“A medida que envejece se nota más y más irritado con el lenguaje, el uso indolente, el declive de las normas. Enamorarse, por ejemplo. ‘Nos enamoramos de la casa’, dicen amigos suyos. ¿Cómo es posible enamorarse de una casa si la casa no puede retribuir el amor?, le dan ganas de contestar. No bien uno empieza a enamorarse de objetos, ¿qué va a quedar del amor real, lo que solía ser el amor?”. Lo escribe el Nobel J. M. Coetzee en Una casa en España, el primero de sus relatos publicados en Tres Cuentos (Random House), una edición pequeña y hermosa que trata de resumir su pensamiento en pocos pilares, pero exactos.
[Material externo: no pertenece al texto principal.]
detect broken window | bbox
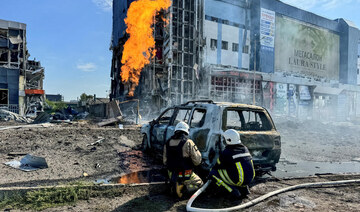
[223,109,273,131]
[0,37,7,48]
[210,39,217,50]
[10,51,19,62]
[0,89,8,105]
[0,29,7,38]
[242,45,249,54]
[0,49,8,62]
[232,43,239,52]
[190,109,206,128]
[222,41,228,50]
[157,108,174,125]
[172,108,191,126]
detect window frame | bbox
[190,108,207,128]
[170,107,192,126]
[222,107,274,131]
[221,41,228,50]
[210,39,217,49]
[232,43,239,52]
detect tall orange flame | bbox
[121,0,171,96]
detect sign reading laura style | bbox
[275,16,340,81]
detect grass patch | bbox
[0,182,92,211]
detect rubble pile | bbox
[0,109,32,123]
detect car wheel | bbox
[141,134,149,152]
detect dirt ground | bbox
[42,174,360,212]
[0,121,148,187]
[276,119,360,163]
[1,118,360,211]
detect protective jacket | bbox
[163,135,202,178]
[212,143,255,186]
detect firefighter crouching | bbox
[209,129,255,199]
[163,121,203,198]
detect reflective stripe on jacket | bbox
[213,143,255,186]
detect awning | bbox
[314,86,343,95]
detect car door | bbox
[150,107,175,150]
[165,107,192,141]
[188,108,209,152]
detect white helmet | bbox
[175,121,189,134]
[223,129,241,145]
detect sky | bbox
[282,0,360,27]
[0,0,113,101]
[0,0,359,101]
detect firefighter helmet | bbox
[175,121,189,135]
[223,129,241,145]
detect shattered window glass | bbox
[190,109,206,128]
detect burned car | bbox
[141,100,281,175]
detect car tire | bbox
[141,134,149,152]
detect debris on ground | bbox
[7,152,27,157]
[0,119,359,211]
[87,138,105,146]
[0,109,32,123]
[107,100,123,119]
[4,154,48,172]
[75,111,89,120]
[33,112,51,124]
[352,158,360,162]
[97,116,123,127]
[0,123,53,131]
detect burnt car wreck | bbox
[141,100,281,175]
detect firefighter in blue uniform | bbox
[209,129,255,198]
[163,121,203,198]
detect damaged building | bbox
[0,19,45,116]
[110,0,360,121]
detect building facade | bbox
[0,19,45,116]
[111,0,360,120]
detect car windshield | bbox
[223,108,273,131]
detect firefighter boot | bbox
[175,182,184,198]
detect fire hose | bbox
[186,178,360,212]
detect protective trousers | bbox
[209,169,249,198]
[168,171,203,197]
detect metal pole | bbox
[253,40,256,105]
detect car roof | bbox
[214,102,265,110]
[179,100,265,110]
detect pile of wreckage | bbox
[0,108,32,123]
[0,99,140,127]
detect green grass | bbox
[0,182,92,211]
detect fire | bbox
[121,0,171,96]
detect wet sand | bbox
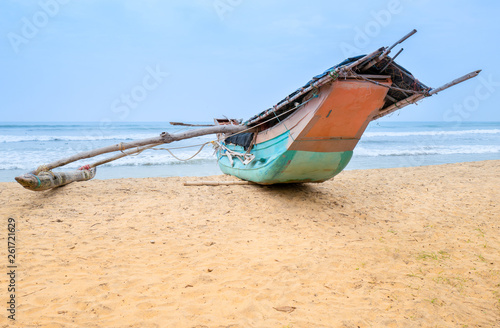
[1,160,499,327]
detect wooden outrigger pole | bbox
[15,124,247,191]
[372,69,482,120]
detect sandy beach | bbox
[1,160,499,327]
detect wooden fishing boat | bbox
[15,29,480,191]
[214,30,480,184]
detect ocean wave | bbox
[0,146,218,170]
[364,129,500,138]
[0,122,211,129]
[0,133,214,143]
[0,124,88,129]
[0,134,146,143]
[355,145,500,157]
[101,158,217,167]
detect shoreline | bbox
[1,160,499,327]
[2,120,499,183]
[2,154,499,184]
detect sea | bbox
[1,121,499,183]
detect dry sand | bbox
[1,160,499,327]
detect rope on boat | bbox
[206,94,320,167]
[34,164,50,175]
[348,70,430,95]
[151,142,212,162]
[272,110,295,141]
[116,96,313,165]
[213,141,255,167]
[118,142,147,157]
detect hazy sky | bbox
[1,0,499,123]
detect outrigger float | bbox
[15,29,481,191]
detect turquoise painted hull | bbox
[217,131,353,184]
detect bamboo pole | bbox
[341,47,385,72]
[428,70,482,95]
[363,29,417,70]
[381,29,417,59]
[372,93,425,120]
[380,48,404,72]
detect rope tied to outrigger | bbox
[151,142,212,162]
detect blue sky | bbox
[1,0,499,123]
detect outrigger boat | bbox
[214,29,480,184]
[15,30,481,191]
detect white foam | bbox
[0,133,215,143]
[364,129,500,138]
[0,146,217,170]
[355,145,500,157]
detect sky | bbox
[1,0,499,123]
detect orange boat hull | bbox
[217,78,392,184]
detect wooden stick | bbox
[380,48,404,72]
[89,144,161,168]
[429,70,482,95]
[183,181,253,186]
[381,29,417,58]
[373,69,482,120]
[372,93,426,120]
[364,29,416,70]
[342,47,385,72]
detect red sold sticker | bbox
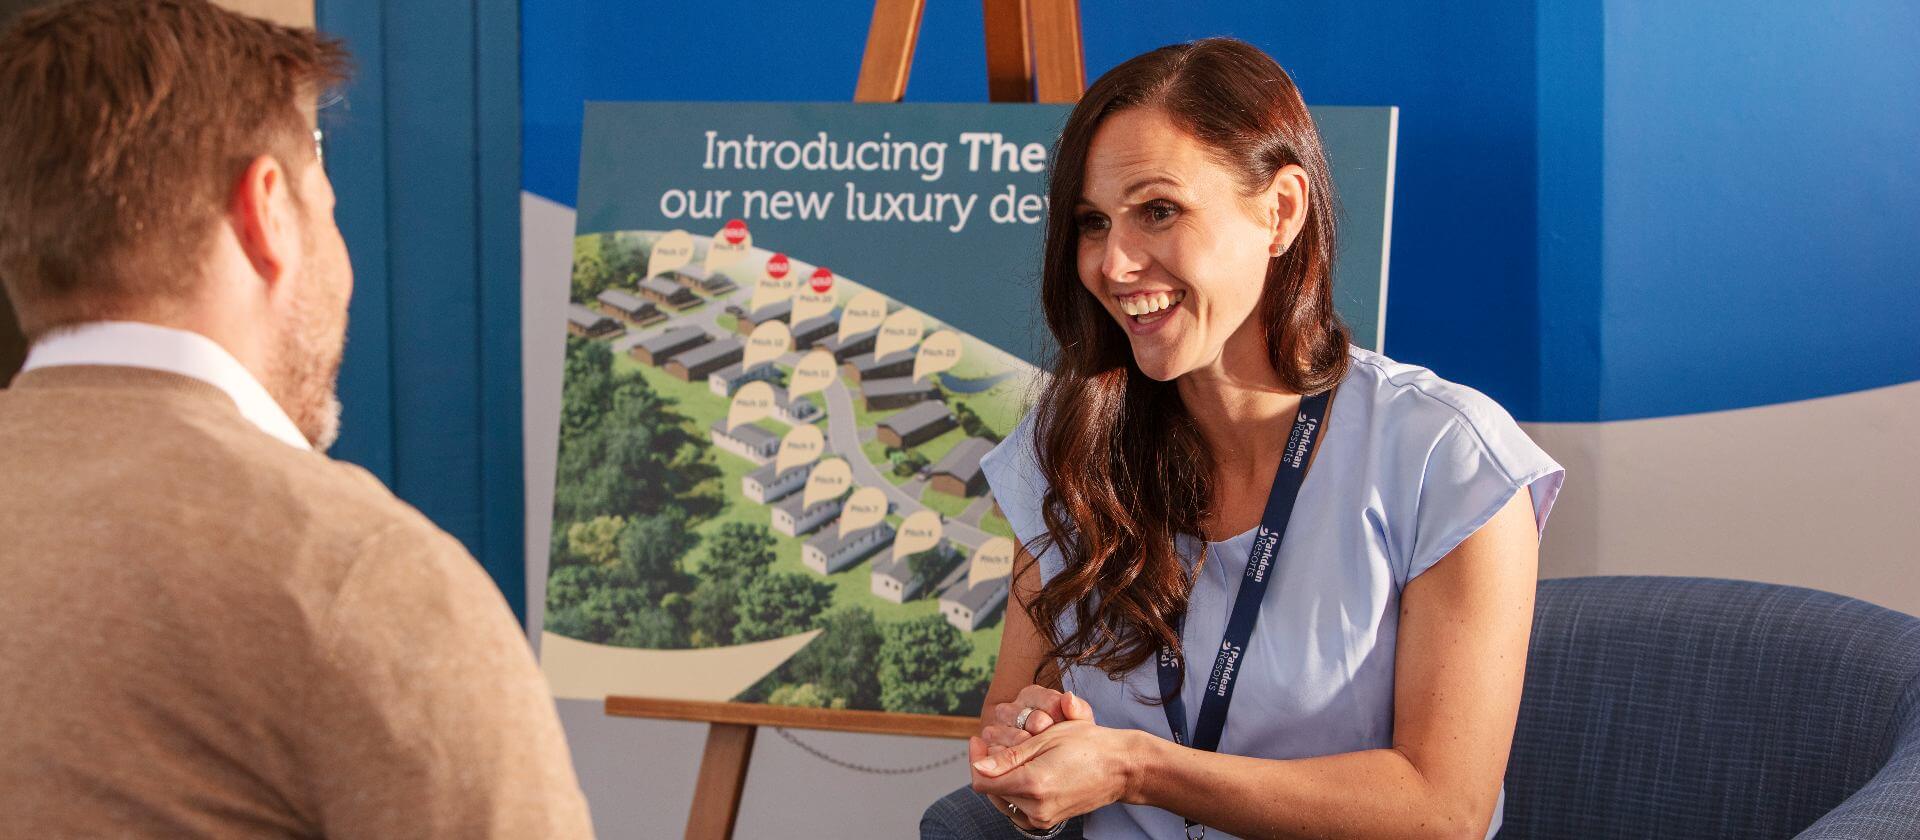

En esta ocasión se dibuja a sí mismo como un hombre que teme haberse vuelto “demasiado rígido como para enamorarse otra vez”: “Piensa en las mujeres de su vida, en especial en sus dos matrimonios. ¿Qué sigue llevando con él, dentro de él, de esas mujeres, esas esposas? Marañas de emoción, más que nada: pena y dolor perforados por relámpagos de un sentimiento más difícil de precisar que acaso tenga algo que ver con la vergüenza, pero quizá también con el deseo aún no muerto”, escribe.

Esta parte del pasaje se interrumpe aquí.